Ou seja: o jogo não decidia nada – mas terminou em 7 a 6 para o Santos.
O Palmeiras marcou primeiro, com Urias, aos 18 minutos.
Pelé empatou aos 21. Pagão virou aos 25.
Um minuto depois Nardo deixava tudo igual: 2 a 2.
Em seguida, o Santos fez três gols: Dorval aos 32, Pepe aos 38 e Pagão aos 46 minutos estabeleceram 5 x 2, que fecharia o primeiro tempo.

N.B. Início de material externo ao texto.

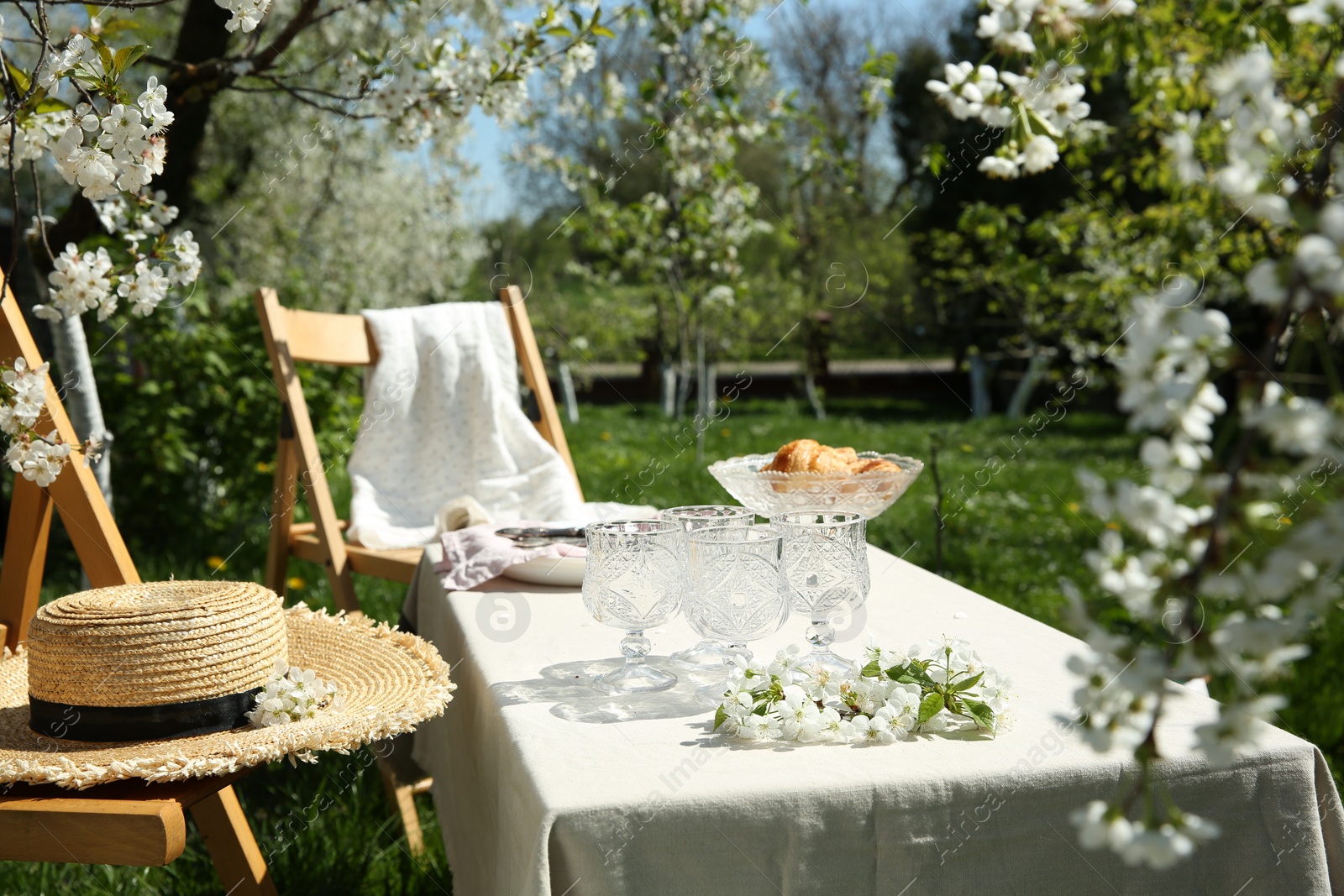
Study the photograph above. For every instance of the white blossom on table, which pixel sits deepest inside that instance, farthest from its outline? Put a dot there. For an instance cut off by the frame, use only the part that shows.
(292, 694)
(893, 694)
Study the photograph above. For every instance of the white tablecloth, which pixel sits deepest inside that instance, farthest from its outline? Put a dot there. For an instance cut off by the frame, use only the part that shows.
(543, 785)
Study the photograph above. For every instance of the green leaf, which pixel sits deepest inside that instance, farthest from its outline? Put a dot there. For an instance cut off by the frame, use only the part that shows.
(127, 56)
(983, 715)
(967, 683)
(109, 66)
(51, 103)
(19, 78)
(931, 705)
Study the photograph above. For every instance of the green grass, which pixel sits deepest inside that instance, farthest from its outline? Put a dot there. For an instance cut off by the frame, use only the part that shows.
(1016, 532)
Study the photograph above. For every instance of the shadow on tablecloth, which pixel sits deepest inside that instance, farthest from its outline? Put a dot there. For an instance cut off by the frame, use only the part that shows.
(569, 687)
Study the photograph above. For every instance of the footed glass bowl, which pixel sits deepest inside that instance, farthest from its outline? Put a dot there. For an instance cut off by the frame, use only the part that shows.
(769, 492)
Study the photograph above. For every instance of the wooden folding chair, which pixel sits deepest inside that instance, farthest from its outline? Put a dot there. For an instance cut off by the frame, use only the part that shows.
(125, 822)
(293, 336)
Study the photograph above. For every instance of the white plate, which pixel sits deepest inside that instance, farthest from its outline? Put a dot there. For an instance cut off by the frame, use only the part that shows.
(568, 571)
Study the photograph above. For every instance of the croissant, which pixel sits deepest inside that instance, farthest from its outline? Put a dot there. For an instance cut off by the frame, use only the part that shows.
(795, 457)
(810, 456)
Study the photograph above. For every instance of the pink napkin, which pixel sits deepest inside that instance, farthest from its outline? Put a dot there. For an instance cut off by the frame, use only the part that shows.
(475, 555)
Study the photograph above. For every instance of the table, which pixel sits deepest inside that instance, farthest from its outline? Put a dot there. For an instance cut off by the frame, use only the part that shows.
(544, 785)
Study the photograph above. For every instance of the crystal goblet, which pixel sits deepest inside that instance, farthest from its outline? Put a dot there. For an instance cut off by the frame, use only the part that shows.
(826, 563)
(738, 593)
(707, 653)
(633, 580)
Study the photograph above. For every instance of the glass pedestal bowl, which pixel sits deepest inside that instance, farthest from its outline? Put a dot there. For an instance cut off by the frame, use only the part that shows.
(769, 492)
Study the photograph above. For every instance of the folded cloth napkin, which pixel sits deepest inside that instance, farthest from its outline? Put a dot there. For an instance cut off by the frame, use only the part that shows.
(443, 419)
(475, 555)
(460, 513)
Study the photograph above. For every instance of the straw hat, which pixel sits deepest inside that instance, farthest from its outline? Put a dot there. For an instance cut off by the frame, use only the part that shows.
(155, 681)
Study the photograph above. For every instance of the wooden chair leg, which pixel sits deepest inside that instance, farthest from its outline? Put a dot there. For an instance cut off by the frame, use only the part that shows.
(282, 506)
(24, 558)
(233, 848)
(402, 797)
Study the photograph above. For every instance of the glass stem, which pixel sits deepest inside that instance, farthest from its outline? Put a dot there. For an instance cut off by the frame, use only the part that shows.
(820, 634)
(635, 647)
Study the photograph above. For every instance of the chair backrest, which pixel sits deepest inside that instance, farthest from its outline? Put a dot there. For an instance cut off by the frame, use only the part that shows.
(74, 495)
(322, 338)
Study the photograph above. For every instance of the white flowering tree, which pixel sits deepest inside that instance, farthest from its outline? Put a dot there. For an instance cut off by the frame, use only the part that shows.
(676, 130)
(1218, 560)
(77, 100)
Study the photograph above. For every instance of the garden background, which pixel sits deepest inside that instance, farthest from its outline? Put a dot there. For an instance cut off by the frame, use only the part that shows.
(864, 231)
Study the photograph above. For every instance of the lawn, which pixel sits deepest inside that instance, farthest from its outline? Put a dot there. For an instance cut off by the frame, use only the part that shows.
(1014, 530)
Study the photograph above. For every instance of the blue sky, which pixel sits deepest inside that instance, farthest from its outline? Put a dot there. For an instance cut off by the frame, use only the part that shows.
(490, 196)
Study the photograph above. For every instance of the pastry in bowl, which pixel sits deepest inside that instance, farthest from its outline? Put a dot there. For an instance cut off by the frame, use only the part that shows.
(806, 474)
(810, 456)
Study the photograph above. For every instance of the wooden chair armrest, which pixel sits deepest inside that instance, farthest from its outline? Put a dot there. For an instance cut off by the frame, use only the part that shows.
(309, 528)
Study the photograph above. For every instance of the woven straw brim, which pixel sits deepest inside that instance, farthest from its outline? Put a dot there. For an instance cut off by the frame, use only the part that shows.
(390, 681)
(152, 644)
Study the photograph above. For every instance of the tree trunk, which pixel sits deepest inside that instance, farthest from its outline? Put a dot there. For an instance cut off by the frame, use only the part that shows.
(201, 38)
(703, 392)
(980, 402)
(571, 403)
(669, 390)
(1032, 378)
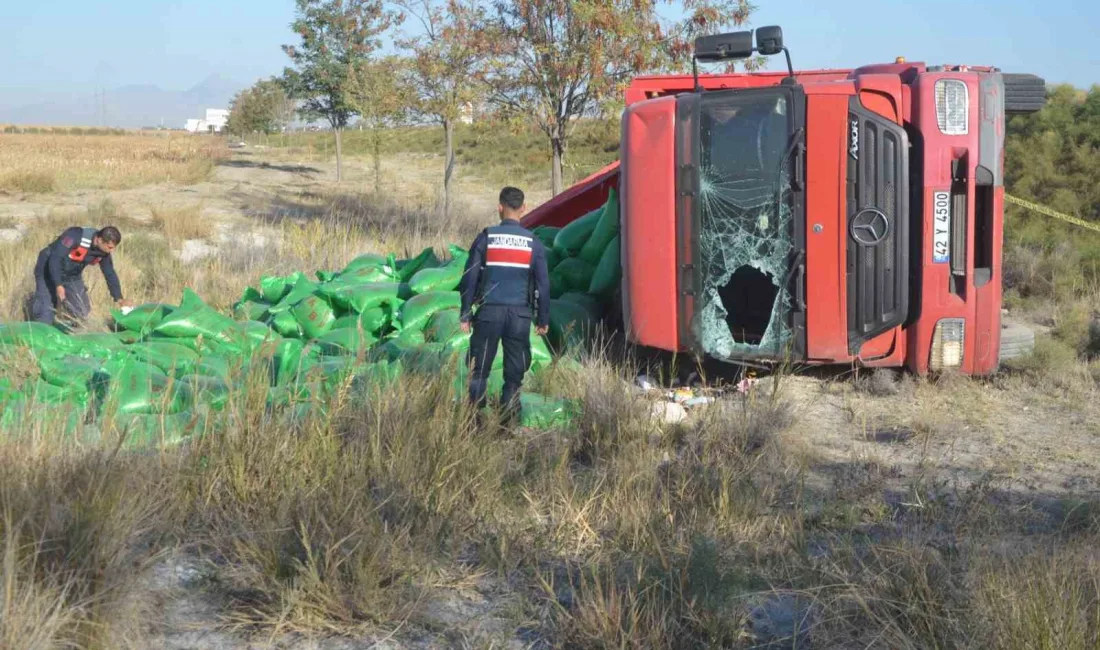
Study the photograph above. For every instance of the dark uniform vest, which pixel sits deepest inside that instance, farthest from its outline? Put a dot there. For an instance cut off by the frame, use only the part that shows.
(79, 252)
(506, 276)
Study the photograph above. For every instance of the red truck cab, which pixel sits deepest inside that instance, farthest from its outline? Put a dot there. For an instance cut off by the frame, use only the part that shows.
(823, 217)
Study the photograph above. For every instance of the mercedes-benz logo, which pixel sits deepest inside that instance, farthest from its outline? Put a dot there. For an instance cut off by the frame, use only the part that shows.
(869, 227)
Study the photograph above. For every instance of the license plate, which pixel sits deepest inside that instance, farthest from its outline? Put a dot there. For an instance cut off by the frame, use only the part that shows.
(942, 228)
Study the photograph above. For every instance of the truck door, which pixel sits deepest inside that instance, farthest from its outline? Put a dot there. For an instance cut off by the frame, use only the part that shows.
(741, 235)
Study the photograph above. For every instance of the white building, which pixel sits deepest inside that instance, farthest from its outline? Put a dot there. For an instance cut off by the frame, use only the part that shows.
(213, 122)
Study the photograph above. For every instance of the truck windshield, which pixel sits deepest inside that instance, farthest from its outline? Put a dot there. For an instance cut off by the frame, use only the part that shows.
(745, 226)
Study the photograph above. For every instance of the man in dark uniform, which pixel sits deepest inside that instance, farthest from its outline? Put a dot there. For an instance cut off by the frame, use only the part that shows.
(507, 278)
(57, 274)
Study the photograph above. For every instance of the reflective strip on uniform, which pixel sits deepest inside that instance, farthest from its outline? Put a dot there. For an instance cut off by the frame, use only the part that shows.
(508, 250)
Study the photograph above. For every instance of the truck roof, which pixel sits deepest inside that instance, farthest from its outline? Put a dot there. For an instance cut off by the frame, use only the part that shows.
(649, 86)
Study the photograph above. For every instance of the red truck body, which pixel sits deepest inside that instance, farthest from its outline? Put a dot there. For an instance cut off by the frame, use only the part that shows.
(838, 217)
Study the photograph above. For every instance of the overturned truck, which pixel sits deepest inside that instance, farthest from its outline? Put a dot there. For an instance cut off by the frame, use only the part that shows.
(823, 217)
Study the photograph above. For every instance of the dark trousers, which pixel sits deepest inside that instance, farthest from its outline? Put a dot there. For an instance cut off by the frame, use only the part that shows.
(510, 328)
(44, 305)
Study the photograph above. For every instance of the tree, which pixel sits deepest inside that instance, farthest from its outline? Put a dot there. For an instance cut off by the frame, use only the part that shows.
(337, 35)
(444, 59)
(377, 91)
(261, 109)
(558, 61)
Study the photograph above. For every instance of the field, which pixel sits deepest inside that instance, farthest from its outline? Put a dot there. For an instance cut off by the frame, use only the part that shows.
(44, 163)
(821, 509)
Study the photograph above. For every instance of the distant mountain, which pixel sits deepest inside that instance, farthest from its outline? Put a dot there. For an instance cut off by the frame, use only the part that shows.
(129, 107)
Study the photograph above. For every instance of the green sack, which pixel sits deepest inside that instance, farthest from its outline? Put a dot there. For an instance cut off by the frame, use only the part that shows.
(367, 275)
(608, 273)
(33, 334)
(251, 310)
(538, 411)
(395, 348)
(571, 239)
(606, 229)
(570, 323)
(151, 431)
(593, 305)
(212, 366)
(95, 344)
(444, 278)
(341, 371)
(558, 287)
(315, 316)
(195, 318)
(23, 415)
(411, 338)
(285, 323)
(274, 288)
(301, 289)
(166, 355)
(459, 255)
(547, 234)
(140, 387)
(257, 333)
(208, 389)
(359, 297)
(540, 353)
(571, 275)
(374, 320)
(143, 318)
(345, 341)
(429, 359)
(407, 268)
(365, 261)
(443, 326)
(73, 372)
(553, 259)
(287, 361)
(418, 309)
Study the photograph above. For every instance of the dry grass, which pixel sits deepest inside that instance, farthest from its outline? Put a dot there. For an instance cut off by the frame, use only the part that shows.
(28, 182)
(180, 223)
(51, 162)
(359, 510)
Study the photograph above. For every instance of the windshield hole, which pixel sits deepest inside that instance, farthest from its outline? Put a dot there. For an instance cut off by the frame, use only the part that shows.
(748, 298)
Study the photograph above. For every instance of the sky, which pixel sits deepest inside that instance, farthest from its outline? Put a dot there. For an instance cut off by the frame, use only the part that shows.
(65, 47)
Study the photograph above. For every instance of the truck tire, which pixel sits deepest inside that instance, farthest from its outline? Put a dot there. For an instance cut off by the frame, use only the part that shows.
(1023, 94)
(1016, 341)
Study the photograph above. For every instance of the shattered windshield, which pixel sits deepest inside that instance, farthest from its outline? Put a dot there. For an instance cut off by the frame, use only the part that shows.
(745, 224)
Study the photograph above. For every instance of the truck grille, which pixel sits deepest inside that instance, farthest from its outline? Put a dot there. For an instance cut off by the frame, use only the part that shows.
(878, 226)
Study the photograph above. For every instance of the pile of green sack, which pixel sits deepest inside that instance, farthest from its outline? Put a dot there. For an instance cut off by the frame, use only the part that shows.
(168, 367)
(585, 271)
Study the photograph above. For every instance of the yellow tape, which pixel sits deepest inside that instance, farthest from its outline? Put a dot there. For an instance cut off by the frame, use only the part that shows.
(1048, 212)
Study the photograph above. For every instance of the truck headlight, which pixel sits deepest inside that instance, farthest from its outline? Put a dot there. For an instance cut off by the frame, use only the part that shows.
(953, 107)
(947, 341)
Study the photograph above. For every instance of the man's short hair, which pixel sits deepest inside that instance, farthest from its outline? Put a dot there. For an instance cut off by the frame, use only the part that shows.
(512, 197)
(110, 234)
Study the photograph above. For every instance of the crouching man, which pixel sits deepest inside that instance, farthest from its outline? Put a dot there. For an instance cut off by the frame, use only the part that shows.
(58, 273)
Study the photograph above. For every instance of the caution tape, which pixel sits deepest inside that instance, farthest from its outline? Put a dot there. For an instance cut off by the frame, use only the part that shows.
(1048, 212)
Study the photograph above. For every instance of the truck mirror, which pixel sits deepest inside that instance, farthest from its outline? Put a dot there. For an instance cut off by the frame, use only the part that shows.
(724, 46)
(770, 40)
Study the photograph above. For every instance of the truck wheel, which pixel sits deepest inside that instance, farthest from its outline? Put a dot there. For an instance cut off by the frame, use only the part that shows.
(1016, 341)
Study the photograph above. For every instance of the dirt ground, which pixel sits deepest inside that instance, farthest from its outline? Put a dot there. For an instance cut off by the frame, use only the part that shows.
(911, 440)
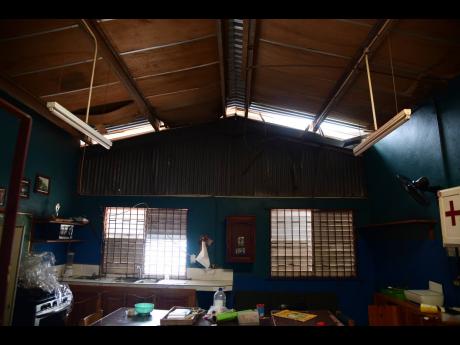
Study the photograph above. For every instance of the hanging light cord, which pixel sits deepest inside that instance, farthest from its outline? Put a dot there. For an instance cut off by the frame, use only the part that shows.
(94, 67)
(89, 100)
(393, 75)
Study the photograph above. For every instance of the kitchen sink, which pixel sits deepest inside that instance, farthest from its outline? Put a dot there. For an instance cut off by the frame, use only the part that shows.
(126, 279)
(146, 281)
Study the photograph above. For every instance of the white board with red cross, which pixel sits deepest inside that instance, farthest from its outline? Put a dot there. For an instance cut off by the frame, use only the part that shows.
(449, 212)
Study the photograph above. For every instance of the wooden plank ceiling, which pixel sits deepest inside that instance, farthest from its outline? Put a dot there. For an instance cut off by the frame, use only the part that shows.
(177, 66)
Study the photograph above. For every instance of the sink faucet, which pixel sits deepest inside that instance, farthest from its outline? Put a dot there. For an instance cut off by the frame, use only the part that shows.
(139, 271)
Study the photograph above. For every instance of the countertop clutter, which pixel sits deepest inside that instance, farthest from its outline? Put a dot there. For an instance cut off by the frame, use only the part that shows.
(197, 279)
(198, 285)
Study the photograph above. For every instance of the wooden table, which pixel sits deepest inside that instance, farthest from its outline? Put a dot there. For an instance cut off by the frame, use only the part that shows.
(120, 318)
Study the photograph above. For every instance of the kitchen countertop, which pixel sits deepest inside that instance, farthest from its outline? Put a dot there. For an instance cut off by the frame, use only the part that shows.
(198, 285)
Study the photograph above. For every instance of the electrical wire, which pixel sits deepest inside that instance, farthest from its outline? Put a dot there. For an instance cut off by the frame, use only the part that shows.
(393, 75)
(94, 67)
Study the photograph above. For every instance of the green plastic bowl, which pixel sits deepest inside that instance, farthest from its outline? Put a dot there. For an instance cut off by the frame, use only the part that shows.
(144, 308)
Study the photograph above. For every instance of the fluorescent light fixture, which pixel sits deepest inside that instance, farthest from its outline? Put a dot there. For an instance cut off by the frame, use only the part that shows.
(383, 131)
(78, 124)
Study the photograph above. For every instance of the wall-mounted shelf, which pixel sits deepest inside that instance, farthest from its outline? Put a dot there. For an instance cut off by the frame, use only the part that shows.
(47, 230)
(57, 221)
(429, 223)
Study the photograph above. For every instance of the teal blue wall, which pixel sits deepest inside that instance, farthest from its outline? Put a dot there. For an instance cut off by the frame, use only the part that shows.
(427, 145)
(53, 153)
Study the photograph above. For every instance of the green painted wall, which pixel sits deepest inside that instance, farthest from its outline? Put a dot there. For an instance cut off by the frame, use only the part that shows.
(427, 145)
(53, 153)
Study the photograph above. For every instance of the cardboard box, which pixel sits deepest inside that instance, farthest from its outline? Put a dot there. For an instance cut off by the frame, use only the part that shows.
(432, 296)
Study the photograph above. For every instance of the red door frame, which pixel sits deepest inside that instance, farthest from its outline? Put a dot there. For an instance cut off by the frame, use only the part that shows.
(11, 209)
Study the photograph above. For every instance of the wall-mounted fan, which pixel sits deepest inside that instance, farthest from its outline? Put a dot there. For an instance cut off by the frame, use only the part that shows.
(417, 188)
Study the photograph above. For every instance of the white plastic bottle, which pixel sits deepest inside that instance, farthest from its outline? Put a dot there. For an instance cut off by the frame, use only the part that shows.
(219, 300)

No vestiário, um eufórico Zico chegou a comemorar: “5 vira, 10 acaba!”.
Oswaldo Brandão era o técnico do Palmeiras que chegou a pedir que seus jogadores tivessem vergonha na cara.
A bronca deu certo.
Paulinho, aos 16; Mazzola, aos 20 e aos 28; Urias, aos 34 fizeram um 6 a 5 que era virada sensacional e parecia final.
Porém, Pepe, aos 38 e aos 43, consolidou a virada que ninguém acreditava: 7 a 6.
Consta que cinco pessoas tiveram infarte e três chegaram a óbito nesse jogo, em pleno Pacaembu.
Realmente, nunca se viu coisa igual.
As escalações:
- Santos: Manga; Hélvio (Urubatão) e Dalmo; Ramiro, Fiotti e Zito; Dorval, Jair da Rosa Pinto, Pagão (Afonsinho), Pelé e Pepe. Técnico: Lula.
- Palmeiras: Edgard (Vitor); Waldemar Carabina e Édson; Formiga (Maurinho), Valdemar Fiúme e Dema; Paulinho, Nardo (Caraballo), Mazzola, Ivan e Urias. Técnico: Oswaldo Brandão.
São histórias do futebol.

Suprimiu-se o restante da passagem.